On February 16, 1999, James received his criminal sentence from the state trial court. On February 4, 2000, the Oklahoma Court of Criminal Appeals (OCCA) affirmed his conviction and sentence. James did not pursue further direct appeal. Accounting for the 90 days in which James could have filed his petition for certiorari to the U.S. Supreme Court on direct appeal, we agree with the magistrate judge and district court that James's state court judgment became final on May 4, 2000.
On March 29, 2001, James filed his application for post-conviction relief in the state courts. This tolled his limitations period thirty-six days before its expiration. But the limitations period began to run again on February 15, 2002, when the OCCA denied James's application. He did not pursue further post-conviction relief. James then had thirty-six days to file his petition for habeas corpus relief in federal court after February 15, 2002.
Those thirty-six days expired on March 23, 2002. James did not file the instant petition for habeas corpus relief in federal court until May 31, 2002, two months and eight days after the expiration of his limitations period.
Although James does not mention an argument for equitable tolling in his brief on appeal, he does attach a copy of his objections to the Magistrate Judge's Report and Recommendation. Because James is a pro se petitioner, we will consider the argument for equitable tolling contained there. See generally Cummings v. Evans, 161 F.3d 610, 613 (10th Cir. 1998) (construing liberally the form of pro-se filings).
Equitable tolling for habeas corpus relief may be available in extraordinary circumstances such as when "a constitutional violation [will] result in the conviction of one who is actually innocent or incompetent." Miller v. Marr, 141 F.3d 976, 978 (10th Cir. 1998). James's argument for equitable tolling is based on limited access to typewriter ribbons and typing paper, and on insufficient funds to hire a private attorney until January of 2001. (Objections to Report and Rec. of the Mag. Judge at 1.) He provides no detail about how these resource constraints may be related to his actual innocence or incompetence. Accordingly, we find that James's argument for equitable tolling does not rise to the level of constitutional violation contemplated in Miller.

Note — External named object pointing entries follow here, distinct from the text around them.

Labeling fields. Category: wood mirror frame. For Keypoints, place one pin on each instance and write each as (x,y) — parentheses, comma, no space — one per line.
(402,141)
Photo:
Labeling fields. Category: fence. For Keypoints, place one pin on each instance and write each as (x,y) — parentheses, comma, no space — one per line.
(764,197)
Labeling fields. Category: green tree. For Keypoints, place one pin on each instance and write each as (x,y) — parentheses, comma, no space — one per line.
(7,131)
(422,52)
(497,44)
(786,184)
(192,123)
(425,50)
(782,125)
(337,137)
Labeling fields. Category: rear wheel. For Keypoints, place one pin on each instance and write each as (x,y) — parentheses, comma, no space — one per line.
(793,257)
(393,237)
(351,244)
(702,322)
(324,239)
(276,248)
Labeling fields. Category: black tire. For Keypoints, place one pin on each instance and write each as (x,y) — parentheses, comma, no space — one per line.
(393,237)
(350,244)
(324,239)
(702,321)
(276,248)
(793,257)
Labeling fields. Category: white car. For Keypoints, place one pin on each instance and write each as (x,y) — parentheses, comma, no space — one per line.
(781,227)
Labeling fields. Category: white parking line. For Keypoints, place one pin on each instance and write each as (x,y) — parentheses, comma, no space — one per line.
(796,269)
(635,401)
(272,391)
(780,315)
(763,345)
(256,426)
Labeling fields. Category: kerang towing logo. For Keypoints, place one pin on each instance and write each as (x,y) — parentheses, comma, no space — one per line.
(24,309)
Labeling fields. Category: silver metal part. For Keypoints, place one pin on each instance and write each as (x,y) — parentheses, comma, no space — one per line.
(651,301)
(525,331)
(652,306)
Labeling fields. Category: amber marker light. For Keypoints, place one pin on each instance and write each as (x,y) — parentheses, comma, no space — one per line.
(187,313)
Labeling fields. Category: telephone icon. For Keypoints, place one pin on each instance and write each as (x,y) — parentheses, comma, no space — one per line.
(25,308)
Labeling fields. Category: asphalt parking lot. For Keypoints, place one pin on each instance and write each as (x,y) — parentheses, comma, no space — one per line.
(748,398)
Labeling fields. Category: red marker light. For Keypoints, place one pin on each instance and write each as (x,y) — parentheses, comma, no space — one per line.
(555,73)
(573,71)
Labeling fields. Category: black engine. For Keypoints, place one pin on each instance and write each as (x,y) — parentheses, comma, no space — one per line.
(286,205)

In sum, for substantially the reasons stated by the magistrate judge and district court, we agree that James's petition for habeas corpus relief is untimely and DISMISS his appeal. We DENY issuance of a COA, and DENY petitioner's motion to proceed in IFP.
ENTERED FOR THE COURT
David M. Ebel
*. After examining appellant's brief and the appellate record, this panel has determined unanimously that oral argument would not materially assist the determination of this appeal. See Fed. R. App. P. 34(a)(2) and 10th Cir. R. 34.1(G). The case is therefore ordered submitted without oral argument. This Order is not binding precedent, except under the doctrines of law of the case, res judicata, and collateral estoppel. The court generally disfavors the citation of orders; nevertheless, an order may be cited under the terms and conditions of 10th Cir. R. 36.3.